Información General 13 de marzo de 2018 Por
En el marco del seminario “La potencia actoral”, llevado a cabo del 22 al 24 de febrero en el Centro Cultural La Máscara, con el apoyo de la Comisión Municipal para la Promoción de la Cultura, conversamos con Jorge Eiro, actor y director (Buenos Aires, 1981), en torno a los cuerpos y los espacios teatrales, las dinámicas de la ficción y otras tensiones del trabajo escénico.
FOTO PRENSA LA MASCARA// SEMINARIO./ El actor con los participantes de la capacitación.
FOTO PRENSA LA MASCARA// SEMINARIO./ El actor con los participantes de la capacitación.
Por Luisina Valenti.

Si tuvieses que definir “el vínculo creador” en términos de producción, ¿En qué pondrías el acento? ¿Qué es lo vincular en la dinámica que planteás a los actores?
El vínculo creador tiene que ver con lo que puede provocar el encuentro con el otro en una situación que no está asignada. Ahí está el vínculo, lo que se tiene que construir. Me es imposible pensar la actuación desarraigada de un otro, de la presencia, la tensión, todo lo que puede promover un otro al individuo. En ese sentido lo pienso vincular, pero no en lo preestablecido, lo preseteado, sino en vínculos que se van dando a medida que se van probando cosas. Por ahí sí partimos de ciertas lógicas, pero son eso, inicios, formatos que permiten ir a otras formas más expresivas y no se quedan en lugares a nombrar, agotados. “A tiene tensión B”, no da, no genera nada. Que esa tensión crezca, tenga una consistencia. Creo que es tratar de que la actuación tenga distintas capas, que no quede solamente en eso, que el encuentro no se vuelva primario. Que las cosas muestren esa ambivalencia, más líquidas, más inestables, no en una única nota. Me parece interesante a la hora de laburar generarle a los cuerpos una carga biográfica paranoica, de estar más deseoso, más humano. Trato de detectar la estructura que plantean y alentarla, ir a eso que puede detonar la voluntad organizadora de la cabeza. Supongamos “la trama”. En ese sentido creo que el teatro es un poco deudor de los comportamientos egoístas, miserables, radicales, arbitrarios. Y por ahí son cosas que a veces se encuentran en el cine, como en una dilatación, donde los personajes se ven más frágiles, más ambiguos.
¿Y de qué se alimenta esa máquina que narra, qué materiales te interesan para poner en ese juego?
Manoteo muchos cuentos. Me fascinan los norteamericanos, los que nombramos todos, pero me interesa mucho cómo funcionan en las relaciones del teatro.
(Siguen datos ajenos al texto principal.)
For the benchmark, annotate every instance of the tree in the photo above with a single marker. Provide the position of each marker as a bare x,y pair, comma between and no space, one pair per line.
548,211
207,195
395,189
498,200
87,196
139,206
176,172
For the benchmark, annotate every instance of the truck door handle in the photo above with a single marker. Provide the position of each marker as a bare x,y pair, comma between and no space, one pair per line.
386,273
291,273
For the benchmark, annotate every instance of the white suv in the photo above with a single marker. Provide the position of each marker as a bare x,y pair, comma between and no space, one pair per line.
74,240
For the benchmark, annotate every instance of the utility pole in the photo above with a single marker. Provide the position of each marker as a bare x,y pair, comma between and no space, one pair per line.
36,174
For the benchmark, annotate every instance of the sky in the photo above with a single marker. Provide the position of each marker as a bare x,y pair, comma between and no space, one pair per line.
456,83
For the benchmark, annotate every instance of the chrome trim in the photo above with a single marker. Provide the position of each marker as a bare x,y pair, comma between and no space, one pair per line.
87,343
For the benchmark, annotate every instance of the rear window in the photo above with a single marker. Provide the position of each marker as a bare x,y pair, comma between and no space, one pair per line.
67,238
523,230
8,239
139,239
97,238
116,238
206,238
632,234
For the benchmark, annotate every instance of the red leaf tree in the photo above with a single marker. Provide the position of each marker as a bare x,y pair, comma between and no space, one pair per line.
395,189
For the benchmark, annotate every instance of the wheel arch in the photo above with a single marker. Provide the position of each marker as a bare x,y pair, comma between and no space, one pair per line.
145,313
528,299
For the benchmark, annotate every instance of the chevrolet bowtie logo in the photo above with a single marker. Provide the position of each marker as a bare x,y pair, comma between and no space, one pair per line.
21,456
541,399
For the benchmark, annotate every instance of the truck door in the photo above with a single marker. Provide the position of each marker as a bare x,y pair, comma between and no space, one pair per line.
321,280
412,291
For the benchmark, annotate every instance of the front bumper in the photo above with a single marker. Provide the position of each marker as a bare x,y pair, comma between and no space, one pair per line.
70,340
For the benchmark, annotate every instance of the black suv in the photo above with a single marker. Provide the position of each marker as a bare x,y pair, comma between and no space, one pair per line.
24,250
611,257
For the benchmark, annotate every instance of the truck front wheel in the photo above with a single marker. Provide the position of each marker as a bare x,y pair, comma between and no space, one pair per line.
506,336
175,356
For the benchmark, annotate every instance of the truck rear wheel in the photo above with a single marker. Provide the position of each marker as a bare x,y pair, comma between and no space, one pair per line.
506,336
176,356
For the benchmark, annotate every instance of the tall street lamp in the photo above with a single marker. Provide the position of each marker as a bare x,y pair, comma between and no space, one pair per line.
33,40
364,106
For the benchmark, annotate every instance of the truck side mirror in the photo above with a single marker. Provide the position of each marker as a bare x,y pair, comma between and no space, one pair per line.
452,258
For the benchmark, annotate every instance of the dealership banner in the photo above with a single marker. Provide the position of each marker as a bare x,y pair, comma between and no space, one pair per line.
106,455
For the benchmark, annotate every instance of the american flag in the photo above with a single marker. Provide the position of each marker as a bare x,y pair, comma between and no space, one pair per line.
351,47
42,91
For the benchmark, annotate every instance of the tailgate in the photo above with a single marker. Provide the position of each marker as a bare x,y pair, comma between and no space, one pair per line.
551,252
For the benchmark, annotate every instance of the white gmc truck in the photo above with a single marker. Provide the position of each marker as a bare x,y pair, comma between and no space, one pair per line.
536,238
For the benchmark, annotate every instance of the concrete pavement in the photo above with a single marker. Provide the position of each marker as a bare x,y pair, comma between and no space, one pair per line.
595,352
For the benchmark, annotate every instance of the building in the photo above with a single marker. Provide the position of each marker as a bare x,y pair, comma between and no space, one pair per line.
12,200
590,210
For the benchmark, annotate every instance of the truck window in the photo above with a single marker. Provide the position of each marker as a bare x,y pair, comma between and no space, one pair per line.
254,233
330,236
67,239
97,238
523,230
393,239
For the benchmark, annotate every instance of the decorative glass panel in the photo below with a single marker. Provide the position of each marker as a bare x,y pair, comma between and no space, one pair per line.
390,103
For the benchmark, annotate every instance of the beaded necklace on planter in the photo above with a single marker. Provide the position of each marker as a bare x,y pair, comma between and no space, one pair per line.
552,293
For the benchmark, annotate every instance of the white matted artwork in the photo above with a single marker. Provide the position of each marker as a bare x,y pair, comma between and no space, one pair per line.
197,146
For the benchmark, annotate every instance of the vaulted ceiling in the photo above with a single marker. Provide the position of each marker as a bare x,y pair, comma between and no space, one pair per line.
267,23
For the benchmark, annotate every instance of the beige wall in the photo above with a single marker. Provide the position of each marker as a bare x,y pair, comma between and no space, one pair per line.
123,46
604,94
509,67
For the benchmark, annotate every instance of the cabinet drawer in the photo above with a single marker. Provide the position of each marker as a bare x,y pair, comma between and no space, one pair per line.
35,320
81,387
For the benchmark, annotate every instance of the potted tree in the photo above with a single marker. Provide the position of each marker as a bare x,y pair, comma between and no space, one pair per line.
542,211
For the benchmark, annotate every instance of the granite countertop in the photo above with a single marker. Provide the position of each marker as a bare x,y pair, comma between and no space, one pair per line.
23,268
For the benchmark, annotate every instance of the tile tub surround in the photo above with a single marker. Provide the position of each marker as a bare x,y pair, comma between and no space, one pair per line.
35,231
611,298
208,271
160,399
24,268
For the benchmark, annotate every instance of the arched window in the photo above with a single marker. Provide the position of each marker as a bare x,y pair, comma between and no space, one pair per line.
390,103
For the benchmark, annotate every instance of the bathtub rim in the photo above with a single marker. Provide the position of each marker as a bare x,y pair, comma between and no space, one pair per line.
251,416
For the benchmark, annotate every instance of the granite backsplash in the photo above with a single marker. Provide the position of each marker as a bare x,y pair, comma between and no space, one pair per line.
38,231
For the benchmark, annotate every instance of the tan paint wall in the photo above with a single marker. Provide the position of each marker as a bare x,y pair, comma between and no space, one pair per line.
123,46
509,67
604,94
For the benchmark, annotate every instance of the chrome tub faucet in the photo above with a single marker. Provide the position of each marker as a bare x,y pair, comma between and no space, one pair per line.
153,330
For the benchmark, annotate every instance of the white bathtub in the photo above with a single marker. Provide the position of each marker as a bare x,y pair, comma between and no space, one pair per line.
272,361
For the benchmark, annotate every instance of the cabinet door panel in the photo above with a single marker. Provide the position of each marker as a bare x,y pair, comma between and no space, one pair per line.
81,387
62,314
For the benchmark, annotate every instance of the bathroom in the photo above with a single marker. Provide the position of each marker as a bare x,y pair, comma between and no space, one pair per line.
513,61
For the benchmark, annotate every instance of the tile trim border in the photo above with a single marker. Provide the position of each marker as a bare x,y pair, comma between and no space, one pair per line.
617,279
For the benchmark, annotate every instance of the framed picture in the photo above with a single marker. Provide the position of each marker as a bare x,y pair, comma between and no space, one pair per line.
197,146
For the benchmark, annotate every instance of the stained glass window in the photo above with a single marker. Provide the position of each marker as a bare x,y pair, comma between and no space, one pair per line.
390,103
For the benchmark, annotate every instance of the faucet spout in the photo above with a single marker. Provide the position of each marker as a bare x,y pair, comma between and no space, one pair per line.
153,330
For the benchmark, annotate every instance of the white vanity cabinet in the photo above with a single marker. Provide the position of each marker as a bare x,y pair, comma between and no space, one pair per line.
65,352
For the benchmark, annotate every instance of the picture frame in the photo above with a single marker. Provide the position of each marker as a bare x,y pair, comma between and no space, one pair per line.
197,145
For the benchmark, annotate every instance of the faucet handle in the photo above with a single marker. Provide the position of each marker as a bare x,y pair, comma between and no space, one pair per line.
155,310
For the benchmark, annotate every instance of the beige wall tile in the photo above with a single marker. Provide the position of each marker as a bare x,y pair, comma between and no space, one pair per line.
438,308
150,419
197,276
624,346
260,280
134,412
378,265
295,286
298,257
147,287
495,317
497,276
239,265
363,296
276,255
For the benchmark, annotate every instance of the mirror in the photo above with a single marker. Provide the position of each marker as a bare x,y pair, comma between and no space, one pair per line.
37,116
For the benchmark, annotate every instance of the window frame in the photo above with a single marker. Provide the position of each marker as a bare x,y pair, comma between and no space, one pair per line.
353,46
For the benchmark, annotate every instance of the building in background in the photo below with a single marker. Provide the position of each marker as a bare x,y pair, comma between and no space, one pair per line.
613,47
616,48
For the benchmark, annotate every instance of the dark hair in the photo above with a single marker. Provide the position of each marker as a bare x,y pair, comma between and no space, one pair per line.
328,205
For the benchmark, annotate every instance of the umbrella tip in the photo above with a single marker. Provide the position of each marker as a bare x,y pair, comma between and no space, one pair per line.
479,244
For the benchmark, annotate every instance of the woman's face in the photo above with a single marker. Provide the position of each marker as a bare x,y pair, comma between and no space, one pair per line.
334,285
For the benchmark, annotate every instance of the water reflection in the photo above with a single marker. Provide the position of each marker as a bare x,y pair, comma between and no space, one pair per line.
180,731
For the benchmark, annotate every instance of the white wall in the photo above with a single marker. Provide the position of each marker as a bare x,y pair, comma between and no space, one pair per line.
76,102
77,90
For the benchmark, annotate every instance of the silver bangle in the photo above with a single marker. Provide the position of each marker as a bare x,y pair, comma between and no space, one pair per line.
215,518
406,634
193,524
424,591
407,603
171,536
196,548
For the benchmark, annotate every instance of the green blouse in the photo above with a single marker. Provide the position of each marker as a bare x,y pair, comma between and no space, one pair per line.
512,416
Los nueve cuentos de Salinger me parecen inagotables: unos que traccionan, unos que no entienden mucho por qué hacen lo que hacen. “Siete casas vacías”, de Samantha Schweblin, también: unas minas que no sabemos por qué se comportan como se comportan. Me interesa esa ambigûedad porque me interesa la humanidad. Cuando queda todo claro se ve la balanza, las operatorias. Que es algo de lo que decíamos antes, lo admiro en el cine y las series, eso que aparece a largo plazo. Me interesan esas otras situaciones que plantea la actuación.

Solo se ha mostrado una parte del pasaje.